Keeping the house in order, and making sure the funds are adequate have always been a mother and son venture. Experience in handling money comes into consideration, as I have my own savings and has been relying on my salary to stay afloat. Also, since I was taught how to open a bank account, never have I experienced running out of cash. These reasons alone should be enough for even relatives to course their checks to my bank accounts. But more than anything, since the funds fell under my stewardship, never have I failed to account my losses

This realization comes after my mother asked me to go to the bank this afternoon. Response leaned towards procrastination as my home-based work will start in an hour. However, orders have to be followed and I still have to send the remains of my salary to my savings account. It is when the ten pieces of 500 pesos bills came out of the machine, did it dawn to me the real value of my mother's trust:

That she has no one to count on except me.

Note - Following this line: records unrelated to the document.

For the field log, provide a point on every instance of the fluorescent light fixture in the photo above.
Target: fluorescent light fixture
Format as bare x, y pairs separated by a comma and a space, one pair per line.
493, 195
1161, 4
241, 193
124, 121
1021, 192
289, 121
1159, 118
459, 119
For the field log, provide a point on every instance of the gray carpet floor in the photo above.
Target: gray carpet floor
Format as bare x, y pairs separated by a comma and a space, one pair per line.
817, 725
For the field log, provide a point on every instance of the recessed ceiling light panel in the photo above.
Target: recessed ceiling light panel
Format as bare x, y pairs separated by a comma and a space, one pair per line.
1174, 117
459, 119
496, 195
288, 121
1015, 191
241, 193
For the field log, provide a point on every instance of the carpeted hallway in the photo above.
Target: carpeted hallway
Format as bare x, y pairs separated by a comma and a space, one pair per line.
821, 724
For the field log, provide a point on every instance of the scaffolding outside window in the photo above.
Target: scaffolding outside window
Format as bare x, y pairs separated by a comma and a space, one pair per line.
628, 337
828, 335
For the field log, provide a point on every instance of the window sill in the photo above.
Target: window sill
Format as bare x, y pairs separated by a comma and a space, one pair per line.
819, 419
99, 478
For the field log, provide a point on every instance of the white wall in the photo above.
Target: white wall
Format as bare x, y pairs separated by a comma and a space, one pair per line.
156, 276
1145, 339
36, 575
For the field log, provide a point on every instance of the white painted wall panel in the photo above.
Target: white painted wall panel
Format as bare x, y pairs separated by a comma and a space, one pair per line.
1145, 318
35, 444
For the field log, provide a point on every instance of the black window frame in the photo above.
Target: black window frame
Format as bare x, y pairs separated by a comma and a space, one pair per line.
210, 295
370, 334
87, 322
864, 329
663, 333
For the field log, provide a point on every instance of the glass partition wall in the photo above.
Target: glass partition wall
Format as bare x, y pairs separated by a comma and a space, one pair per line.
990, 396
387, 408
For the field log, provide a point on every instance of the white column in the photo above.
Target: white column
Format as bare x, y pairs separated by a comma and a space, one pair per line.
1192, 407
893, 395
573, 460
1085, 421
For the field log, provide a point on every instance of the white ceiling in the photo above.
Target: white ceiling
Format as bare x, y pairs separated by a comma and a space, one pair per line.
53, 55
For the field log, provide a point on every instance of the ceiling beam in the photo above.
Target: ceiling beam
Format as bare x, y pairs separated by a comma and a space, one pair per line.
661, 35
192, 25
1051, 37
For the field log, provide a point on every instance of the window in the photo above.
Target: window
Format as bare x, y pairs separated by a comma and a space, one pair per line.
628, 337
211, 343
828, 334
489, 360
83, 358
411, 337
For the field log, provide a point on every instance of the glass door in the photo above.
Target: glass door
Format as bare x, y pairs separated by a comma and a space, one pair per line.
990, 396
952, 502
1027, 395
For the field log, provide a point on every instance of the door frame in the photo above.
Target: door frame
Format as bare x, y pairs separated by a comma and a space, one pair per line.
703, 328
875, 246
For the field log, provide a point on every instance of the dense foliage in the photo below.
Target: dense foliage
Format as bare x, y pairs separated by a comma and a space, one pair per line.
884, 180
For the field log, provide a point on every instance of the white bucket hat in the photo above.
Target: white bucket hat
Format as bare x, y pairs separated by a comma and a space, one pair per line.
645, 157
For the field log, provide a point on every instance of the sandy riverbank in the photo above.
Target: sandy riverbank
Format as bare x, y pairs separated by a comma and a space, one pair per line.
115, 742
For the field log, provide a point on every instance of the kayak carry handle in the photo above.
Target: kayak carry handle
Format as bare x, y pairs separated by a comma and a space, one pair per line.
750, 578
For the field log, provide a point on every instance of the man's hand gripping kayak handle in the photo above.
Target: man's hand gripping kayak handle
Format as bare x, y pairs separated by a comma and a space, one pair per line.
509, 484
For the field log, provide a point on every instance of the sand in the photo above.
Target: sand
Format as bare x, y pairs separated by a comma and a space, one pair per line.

Because for all the times she handed over her ATM cards to get cash; and for all the times I tracked the movement of the family funds, I could have - like some adults do - nip a "token" from the source in return for the "service." Nobody does the accounting so covering my tracks would be easy. 

But I am truly thankful that despite the sundry temptations to bend the rules and make the occasion a wind fall for me, such acts never took place. In her bouts of loneliness, my mother would apologize for her shortcomings in raising me. If she only knows the truth and see how I put great care in protecting her interests, may it be an assurance that this little gesture of honesty refutes the innermost doubts of her heart.